Sunday, March 2, 2014

Pessimism Is Key to Understanding Russia in #Ukraine

I'm so silly.

I'm sure I've written before that Julia Ioffe's one of the very best --- if not the best --- analyst on Russian politics, but I nevertheless forgot about her when I was reading all the other crap at the top foreign policy journals I'm always reading (here's looking at you Kim Zisk).

Funny too, since I just tweeted an #FF for Ioffe on Friday. So WTF?

See her dead-on piece from yesterday, "Putin's War in Crimea Could Soon Spread to Eastern UkraineAnd nobody—not the U.S., not NATO—can stop him."

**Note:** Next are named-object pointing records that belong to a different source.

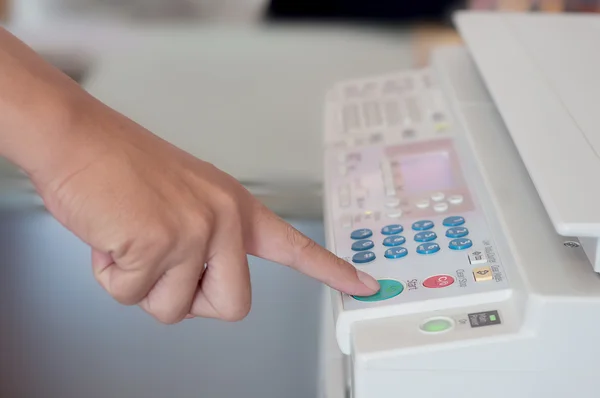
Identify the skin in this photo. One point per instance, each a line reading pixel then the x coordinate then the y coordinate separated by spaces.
pixel 168 232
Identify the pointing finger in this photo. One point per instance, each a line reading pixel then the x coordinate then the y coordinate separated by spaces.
pixel 274 239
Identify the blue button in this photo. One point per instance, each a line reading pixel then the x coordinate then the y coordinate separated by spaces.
pixel 423 225
pixel 361 245
pixel 361 234
pixel 460 244
pixel 392 229
pixel 457 232
pixel 396 252
pixel 363 257
pixel 428 248
pixel 425 236
pixel 392 241
pixel 454 221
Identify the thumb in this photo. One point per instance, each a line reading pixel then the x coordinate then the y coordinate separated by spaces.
pixel 273 239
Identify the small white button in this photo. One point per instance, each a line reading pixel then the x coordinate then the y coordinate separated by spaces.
pixel 441 207
pixel 361 193
pixel 422 204
pixel 395 214
pixel 344 201
pixel 347 221
pixel 438 196
pixel 456 199
pixel 393 203
pixel 477 257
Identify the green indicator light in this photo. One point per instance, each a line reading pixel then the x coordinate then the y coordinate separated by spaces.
pixel 437 325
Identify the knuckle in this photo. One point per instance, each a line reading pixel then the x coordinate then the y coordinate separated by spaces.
pixel 237 313
pixel 200 226
pixel 125 295
pixel 228 202
pixel 167 317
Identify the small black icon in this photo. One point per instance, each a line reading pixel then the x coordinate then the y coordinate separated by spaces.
pixel 487 318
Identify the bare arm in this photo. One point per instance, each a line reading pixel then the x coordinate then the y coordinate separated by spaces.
pixel 153 215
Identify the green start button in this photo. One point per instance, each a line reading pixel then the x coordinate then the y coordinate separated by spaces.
pixel 437 325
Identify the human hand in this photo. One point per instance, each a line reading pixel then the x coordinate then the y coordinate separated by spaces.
pixel 155 215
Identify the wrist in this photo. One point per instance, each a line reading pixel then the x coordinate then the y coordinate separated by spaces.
pixel 36 135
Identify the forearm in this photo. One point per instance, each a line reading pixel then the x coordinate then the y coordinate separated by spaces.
pixel 37 107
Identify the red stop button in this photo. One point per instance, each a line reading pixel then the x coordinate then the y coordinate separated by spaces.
pixel 438 281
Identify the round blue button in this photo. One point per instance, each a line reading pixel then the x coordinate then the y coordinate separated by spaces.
pixel 361 245
pixel 460 244
pixel 392 229
pixel 388 289
pixel 457 232
pixel 363 233
pixel 423 225
pixel 396 252
pixel 427 236
pixel 392 241
pixel 363 257
pixel 428 248
pixel 454 221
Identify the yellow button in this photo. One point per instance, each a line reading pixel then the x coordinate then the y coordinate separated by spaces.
pixel 482 274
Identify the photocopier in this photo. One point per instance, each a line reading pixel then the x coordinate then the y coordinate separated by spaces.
pixel 470 190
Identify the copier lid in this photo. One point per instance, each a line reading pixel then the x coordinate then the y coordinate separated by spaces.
pixel 543 72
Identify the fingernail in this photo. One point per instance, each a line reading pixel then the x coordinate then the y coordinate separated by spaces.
pixel 368 280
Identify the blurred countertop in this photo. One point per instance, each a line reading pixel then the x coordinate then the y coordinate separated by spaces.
pixel 247 98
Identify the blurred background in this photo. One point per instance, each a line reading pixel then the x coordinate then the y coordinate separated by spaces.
pixel 238 83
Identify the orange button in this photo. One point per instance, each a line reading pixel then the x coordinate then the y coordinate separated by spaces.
pixel 438 281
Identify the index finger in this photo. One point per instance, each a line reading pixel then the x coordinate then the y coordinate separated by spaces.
pixel 274 239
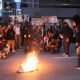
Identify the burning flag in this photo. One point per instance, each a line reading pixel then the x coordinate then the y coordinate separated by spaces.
pixel 30 64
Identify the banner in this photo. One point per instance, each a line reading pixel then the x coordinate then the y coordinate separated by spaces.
pixel 50 19
pixel 37 21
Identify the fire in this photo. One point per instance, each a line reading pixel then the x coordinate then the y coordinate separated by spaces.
pixel 31 63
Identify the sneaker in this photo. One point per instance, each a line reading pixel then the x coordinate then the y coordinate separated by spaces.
pixel 13 51
pixel 66 56
pixel 77 67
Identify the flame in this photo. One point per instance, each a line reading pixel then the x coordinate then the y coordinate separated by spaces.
pixel 30 63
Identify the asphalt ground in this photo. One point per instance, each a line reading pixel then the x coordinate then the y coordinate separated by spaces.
pixel 50 67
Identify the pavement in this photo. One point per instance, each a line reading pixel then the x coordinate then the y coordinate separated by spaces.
pixel 50 67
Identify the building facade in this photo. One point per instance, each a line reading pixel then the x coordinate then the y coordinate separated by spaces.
pixel 60 8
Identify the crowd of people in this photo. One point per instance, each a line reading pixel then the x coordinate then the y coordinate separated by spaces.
pixel 27 36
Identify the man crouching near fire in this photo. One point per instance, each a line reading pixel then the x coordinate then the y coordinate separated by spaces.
pixel 27 31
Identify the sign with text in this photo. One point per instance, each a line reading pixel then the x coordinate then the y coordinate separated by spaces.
pixel 50 19
pixel 37 21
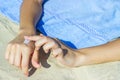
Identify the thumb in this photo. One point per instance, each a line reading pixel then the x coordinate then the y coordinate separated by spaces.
pixel 32 38
pixel 35 59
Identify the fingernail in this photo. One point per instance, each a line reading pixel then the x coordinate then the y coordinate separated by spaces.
pixel 26 74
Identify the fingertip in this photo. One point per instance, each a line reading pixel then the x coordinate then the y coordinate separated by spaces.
pixel 26 37
pixel 35 64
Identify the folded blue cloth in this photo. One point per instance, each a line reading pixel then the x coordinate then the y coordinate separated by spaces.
pixel 77 23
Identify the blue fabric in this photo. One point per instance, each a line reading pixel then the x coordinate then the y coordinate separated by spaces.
pixel 77 23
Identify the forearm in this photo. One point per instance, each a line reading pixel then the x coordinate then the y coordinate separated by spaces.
pixel 101 54
pixel 29 15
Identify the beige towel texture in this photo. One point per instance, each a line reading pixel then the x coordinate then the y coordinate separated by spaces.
pixel 51 69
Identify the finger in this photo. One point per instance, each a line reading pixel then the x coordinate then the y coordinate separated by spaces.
pixel 12 54
pixel 40 42
pixel 18 56
pixel 35 59
pixel 25 64
pixel 32 38
pixel 57 52
pixel 49 45
pixel 7 53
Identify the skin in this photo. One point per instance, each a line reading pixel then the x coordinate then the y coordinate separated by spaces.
pixel 20 54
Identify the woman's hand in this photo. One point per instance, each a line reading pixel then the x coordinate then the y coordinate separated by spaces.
pixel 63 54
pixel 19 54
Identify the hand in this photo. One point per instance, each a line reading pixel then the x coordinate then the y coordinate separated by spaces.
pixel 62 53
pixel 18 53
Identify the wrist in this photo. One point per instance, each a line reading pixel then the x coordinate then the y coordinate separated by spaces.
pixel 27 31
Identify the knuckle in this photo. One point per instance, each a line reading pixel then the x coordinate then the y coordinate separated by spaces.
pixel 24 65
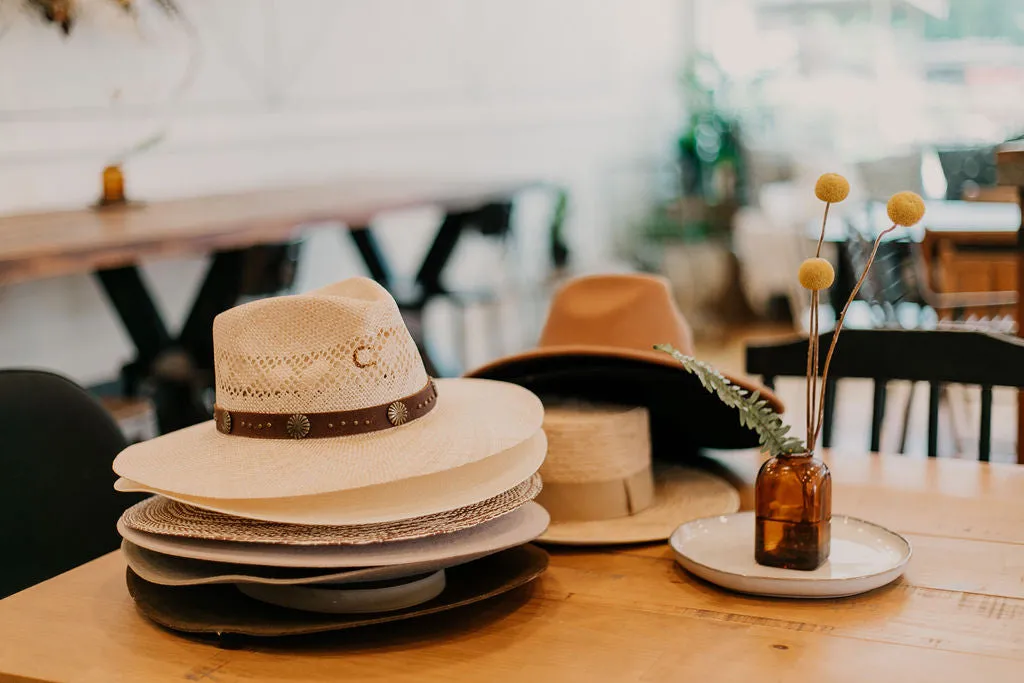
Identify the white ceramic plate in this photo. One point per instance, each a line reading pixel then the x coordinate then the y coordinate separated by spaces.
pixel 864 556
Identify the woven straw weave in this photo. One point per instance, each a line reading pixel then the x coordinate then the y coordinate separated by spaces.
pixel 164 516
pixel 594 442
pixel 339 348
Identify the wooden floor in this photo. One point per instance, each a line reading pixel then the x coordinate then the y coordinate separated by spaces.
pixel 958 417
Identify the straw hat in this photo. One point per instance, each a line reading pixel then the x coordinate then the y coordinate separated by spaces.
pixel 517 527
pixel 600 487
pixel 407 499
pixel 167 517
pixel 323 392
pixel 598 343
pixel 169 570
pixel 220 609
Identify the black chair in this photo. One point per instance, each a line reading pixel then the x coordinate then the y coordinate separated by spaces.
pixel 936 356
pixel 56 497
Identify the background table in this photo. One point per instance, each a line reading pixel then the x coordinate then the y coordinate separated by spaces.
pixel 620 614
pixel 111 242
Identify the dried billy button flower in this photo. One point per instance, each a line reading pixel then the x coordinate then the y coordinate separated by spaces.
pixel 816 274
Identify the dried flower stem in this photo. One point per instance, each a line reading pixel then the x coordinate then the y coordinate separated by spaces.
pixel 839 328
pixel 808 425
pixel 812 346
pixel 821 238
pixel 815 335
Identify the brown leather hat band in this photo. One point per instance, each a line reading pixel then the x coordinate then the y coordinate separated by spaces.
pixel 326 425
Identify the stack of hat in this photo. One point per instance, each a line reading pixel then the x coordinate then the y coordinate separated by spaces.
pixel 337 484
pixel 624 421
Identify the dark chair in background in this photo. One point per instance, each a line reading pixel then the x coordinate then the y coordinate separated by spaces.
pixel 936 356
pixel 56 496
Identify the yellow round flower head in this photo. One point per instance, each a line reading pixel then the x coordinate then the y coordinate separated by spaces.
pixel 905 209
pixel 816 273
pixel 832 187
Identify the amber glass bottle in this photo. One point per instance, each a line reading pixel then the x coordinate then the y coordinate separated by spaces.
pixel 114 185
pixel 793 503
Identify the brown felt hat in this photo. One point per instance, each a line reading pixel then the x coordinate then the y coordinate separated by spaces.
pixel 598 344
pixel 223 609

And here's the best passage (especially from the perspective of international relations theory):

Pessimism always wins. One of the reasons I left my correspondent's post in Moscow was because Russia, despite all the foam on the water, is ultimately a very boring place. Unfortunately, all you really need to do to seem clairvoyant about the place is to be an utter pessimist. Will Vladimir Putin allow the ostensibly liberal Dmitry Medvedev to have a second term? Not a chance. There are protests in the streets of Moscow. Will Putin crackdown? Yup. There's rumbling in the Crimea, will Putin take advantage and take the Crimean peninsula? You betcha. And you know why being a pessimist is the best way to predict outcomes in Russia? Because Putin and those around him are, fundamentally, terminal pessimists. They truly believe that there is an American conspiracy afoot to topple Putin, that Russian liberals are traitors corrupted by and loyal to the West, they truly believe that, should free and fair elections be held in Russia, their countrymen would elect bloodthirsty fascists, rather than democratic liberals. To a large extent, Putin really believes that he is the one man standing between Russia and the yawning void. Putin's Kremlin is dark and scary, and, ultimately, very boring.